De ce fait, Majorana devient pour Klein une rencontre spirituelle, une « présence fantomale » (30), qui pèse sur le récit lui-même : « Ettore Majorana m'est "tombé dessus" lorsque je commençais mes études de physique. » (12) Intitulé « Miracle à l’italienne » (11), le prologue annonce de la même manière le retour de l'enfant prodige dans l'Histoire, une sorte de résurrection suggérée par l'expression « Alceste génial » (30). Rappelons qu'Alceste fait référence notamment au protagoniste de la pièce Le Misanthrope, de Molière. Profondément incompris, il se caractérise, tout comme Majorana, par sa rigueur : morale dans son cas, scientifique dans celui du Sicilien. Cet avènement de l'exceptionnel, caractérisé par l'adjectif « génial », concorde avec des moments particuliers de l'histoire des sciences, ce qui permet au narrateur d'établir une sorte de hiérarchie des génies. En effet, parmi les nombreux savants dont les recherches ont changé le cours des avancées scientifiques, il y a de ceux qui surplombent cette dernière catégorie, qui sont des inclassables au sein des inclassables : « Cet authentique génie, de la trempe de Galilée et de Newton, avait "des dons qu'il était le seul au monde à posséder à son époque", disait de lui le Prix Nobel de physique Enrico Fermi, qui l'a bien connu. » (13)
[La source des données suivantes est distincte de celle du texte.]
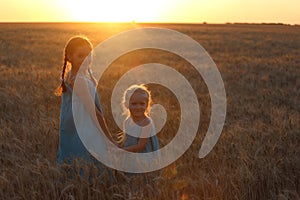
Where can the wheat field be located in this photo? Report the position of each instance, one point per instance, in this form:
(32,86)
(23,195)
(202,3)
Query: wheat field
(256,157)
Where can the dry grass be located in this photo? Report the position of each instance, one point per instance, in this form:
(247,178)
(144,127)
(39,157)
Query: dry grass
(257,156)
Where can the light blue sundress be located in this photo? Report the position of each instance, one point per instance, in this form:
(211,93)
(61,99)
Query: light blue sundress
(70,144)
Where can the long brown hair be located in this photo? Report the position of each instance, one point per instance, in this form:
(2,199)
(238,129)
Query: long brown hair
(71,46)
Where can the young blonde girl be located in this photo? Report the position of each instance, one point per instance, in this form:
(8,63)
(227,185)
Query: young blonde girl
(139,129)
(76,65)
(140,135)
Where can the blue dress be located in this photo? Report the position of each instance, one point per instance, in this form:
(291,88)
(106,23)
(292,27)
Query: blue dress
(70,144)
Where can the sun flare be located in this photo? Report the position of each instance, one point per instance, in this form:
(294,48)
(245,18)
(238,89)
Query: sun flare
(114,10)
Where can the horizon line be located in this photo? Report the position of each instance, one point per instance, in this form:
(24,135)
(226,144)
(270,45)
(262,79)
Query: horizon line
(134,22)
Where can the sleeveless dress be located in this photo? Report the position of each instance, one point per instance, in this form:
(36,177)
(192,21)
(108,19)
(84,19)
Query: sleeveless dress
(70,144)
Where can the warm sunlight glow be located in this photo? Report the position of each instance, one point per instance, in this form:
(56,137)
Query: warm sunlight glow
(114,10)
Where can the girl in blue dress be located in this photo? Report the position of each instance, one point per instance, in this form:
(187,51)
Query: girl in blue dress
(76,65)
(140,135)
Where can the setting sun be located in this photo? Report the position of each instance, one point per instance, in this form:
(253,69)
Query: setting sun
(114,10)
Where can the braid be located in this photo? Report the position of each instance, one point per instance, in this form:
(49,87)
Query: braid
(92,77)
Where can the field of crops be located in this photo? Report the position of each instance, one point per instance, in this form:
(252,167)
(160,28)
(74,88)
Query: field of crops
(256,157)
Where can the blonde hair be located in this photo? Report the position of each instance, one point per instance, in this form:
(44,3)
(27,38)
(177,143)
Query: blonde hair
(130,91)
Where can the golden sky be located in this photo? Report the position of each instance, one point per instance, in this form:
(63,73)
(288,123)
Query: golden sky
(187,11)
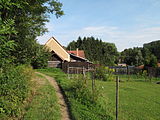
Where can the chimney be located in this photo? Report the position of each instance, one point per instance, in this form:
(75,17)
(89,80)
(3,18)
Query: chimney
(77,52)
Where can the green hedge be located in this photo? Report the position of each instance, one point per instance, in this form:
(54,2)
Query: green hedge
(14,86)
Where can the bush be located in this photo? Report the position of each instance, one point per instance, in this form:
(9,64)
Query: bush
(104,73)
(14,86)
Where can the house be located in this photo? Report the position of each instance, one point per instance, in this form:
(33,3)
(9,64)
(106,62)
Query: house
(77,52)
(59,55)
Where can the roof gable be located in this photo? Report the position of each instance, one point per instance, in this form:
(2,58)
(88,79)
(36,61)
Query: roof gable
(79,53)
(55,46)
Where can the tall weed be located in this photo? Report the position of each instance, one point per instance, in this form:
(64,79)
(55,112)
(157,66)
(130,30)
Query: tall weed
(14,86)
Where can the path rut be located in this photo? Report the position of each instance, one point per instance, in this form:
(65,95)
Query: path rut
(63,106)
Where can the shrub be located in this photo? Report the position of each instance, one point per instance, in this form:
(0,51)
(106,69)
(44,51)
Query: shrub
(104,73)
(14,86)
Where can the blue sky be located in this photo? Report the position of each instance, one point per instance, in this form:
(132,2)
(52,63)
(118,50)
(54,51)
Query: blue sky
(127,23)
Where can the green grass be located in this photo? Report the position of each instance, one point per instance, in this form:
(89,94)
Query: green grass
(43,104)
(137,100)
(81,107)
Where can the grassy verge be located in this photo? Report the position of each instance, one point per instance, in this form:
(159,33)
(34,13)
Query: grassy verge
(137,100)
(42,103)
(82,106)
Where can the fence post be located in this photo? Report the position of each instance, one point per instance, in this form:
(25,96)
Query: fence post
(68,71)
(117,96)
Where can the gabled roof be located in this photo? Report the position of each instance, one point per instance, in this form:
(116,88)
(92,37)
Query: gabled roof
(56,47)
(79,53)
(80,58)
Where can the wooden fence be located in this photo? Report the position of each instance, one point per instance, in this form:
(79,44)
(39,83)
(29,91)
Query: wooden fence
(77,67)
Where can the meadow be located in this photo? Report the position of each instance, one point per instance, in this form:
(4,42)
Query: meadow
(138,98)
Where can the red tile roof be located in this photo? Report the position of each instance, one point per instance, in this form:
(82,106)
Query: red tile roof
(79,53)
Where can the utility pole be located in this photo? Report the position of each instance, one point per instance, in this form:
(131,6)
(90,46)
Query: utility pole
(117,96)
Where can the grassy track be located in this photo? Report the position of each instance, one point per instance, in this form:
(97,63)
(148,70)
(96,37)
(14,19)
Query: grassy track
(43,104)
(81,108)
(137,100)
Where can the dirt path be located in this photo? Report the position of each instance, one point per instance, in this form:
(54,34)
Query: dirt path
(60,97)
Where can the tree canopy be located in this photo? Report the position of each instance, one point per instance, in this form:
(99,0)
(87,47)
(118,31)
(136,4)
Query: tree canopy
(96,50)
(21,22)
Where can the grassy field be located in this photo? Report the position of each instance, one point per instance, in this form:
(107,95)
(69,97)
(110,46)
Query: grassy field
(42,103)
(138,100)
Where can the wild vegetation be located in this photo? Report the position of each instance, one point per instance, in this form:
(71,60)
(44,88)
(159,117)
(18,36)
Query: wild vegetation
(20,23)
(138,97)
(148,55)
(42,102)
(84,103)
(14,88)
(96,50)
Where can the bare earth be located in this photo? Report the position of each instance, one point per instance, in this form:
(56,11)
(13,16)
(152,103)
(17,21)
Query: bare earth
(60,97)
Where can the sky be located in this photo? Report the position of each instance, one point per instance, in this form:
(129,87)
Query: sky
(127,23)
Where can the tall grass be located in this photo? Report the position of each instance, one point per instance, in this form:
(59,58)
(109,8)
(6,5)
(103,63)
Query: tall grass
(14,87)
(43,103)
(84,103)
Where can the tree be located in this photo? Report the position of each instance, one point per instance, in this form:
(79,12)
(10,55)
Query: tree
(27,18)
(96,50)
(132,56)
(154,48)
Cette manière de comparer le savant à un génie d'une grande exceptionnalité, voire de lui accorder des rapprochements avec la figure divine et avec des personnages mythiques, relève de l’analogie discursive, pour reprendre les termes de Michel De Coster dans son ouvrage L'analogie en sciences humaines. Celle-ci a trois utilités : d'abord, « pallier la pauvreté du vocabulaire ― réelle ou imaginaire ― par un emprunt conceptuel à un autre domaine de la connaissance » (1978, 23); puis, « avoir [...] une orientation didactique pour expliquer dans des termes familiers un discours ésotérique » (23); enfin, « traduire un objectif d'ordre émotionnel ou la recherche d'un effet de rhétorique en donnant plus de brillant et de couleur au discours par le charme des associations piquantes » (24). Ainsi, pour comprendre le phénomène qu'était lui‑même Majorana dans un domaine que très peu de gens connaissent ou maîtrisent, c'est le champ sémantique d'autres discours qui vient combler le manque référentiel.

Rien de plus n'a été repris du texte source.